The parents of a man who suffered from epilepsy and died after being stripped of his benefits have blamed his death on the stress of being found 'fit for work'.
Colin Traynor, 29, was marked as being able to work as part of the government's overhaul of the welfare system.
He appealed against the decision but died before finding out the result which was ultimately successful.
His family learned the appeal verdict five weeks after his death in April.
Mr Traynor's father Ray said: "I firmly believe - 100% believe - that the system this government introduced has killed my son."
There have been protests against the reforms outside the Department of Work and Pensions
Mr Traynor told Channel Four News the appeal process should have been carried out more quickly, which would have eased his son's stress.
He criticised the bureaucracy which he believed led to delays in hearing the appeal.
"I don't want some government minister telling me what he can do, some penpusher in London - they don't even know my son, they've no idea whatsoever," said Mr Traynor, from Oldham, Greater Manchester.
"You've got to change the system we've got today. You've got to stop other people going through this.

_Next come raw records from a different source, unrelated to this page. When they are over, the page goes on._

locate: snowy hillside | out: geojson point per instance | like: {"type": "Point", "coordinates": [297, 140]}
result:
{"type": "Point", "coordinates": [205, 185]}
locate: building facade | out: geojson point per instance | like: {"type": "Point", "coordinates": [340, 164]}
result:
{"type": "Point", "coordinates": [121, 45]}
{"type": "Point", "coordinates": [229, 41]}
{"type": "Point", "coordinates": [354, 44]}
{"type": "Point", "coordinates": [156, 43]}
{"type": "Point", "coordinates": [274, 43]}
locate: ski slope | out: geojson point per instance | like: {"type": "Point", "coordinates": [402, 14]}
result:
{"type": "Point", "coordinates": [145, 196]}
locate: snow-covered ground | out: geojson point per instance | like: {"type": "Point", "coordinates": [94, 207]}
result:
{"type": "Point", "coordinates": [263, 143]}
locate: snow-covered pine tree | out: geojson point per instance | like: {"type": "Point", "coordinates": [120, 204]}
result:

"The assessment is wrong. There are other people like my son out there with different illnesses, and they are going through the same (thing).
"People are dying."
Protests outside Atos moved to DWP headquarters Caxton House, where scuffles broke out between protesters and police earlier this year
The original work capability assessment was carried out by the French firm Atos, which has sparked anger with some of its controversial decisions to judge people fit for employment.
But ministers believe the new system is fairer in deciding what sort of work claimants can perform.

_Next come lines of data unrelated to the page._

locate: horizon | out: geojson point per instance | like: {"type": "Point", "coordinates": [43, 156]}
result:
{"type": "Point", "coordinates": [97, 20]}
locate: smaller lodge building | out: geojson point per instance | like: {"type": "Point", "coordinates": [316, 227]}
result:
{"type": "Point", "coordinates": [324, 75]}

A Department for Work and Pensions spokeswoman said: "A decision on whether someone is well enough to work is taken following a thorough face-to-face assessment and after consideration of all the supporting medical evidence from the claimant's GP or medical specialist.
"We encourage people to provide as much medical evidence as possible when they apply for Employment Support Allowance, and often people who are found fit for work only provide the necessary evidence when they ask for a reconsideration or an appeal.
"Since 2010 we have considerably improved the work capability assessment process, giving people a more tailored and personal service."
In a statement, Atos said: "Our trained doctors, nurses and physiotherapists strictly follow the guidelines given to them by the Government when conducting assessments and make no decisions on a person's eligibility for benefits."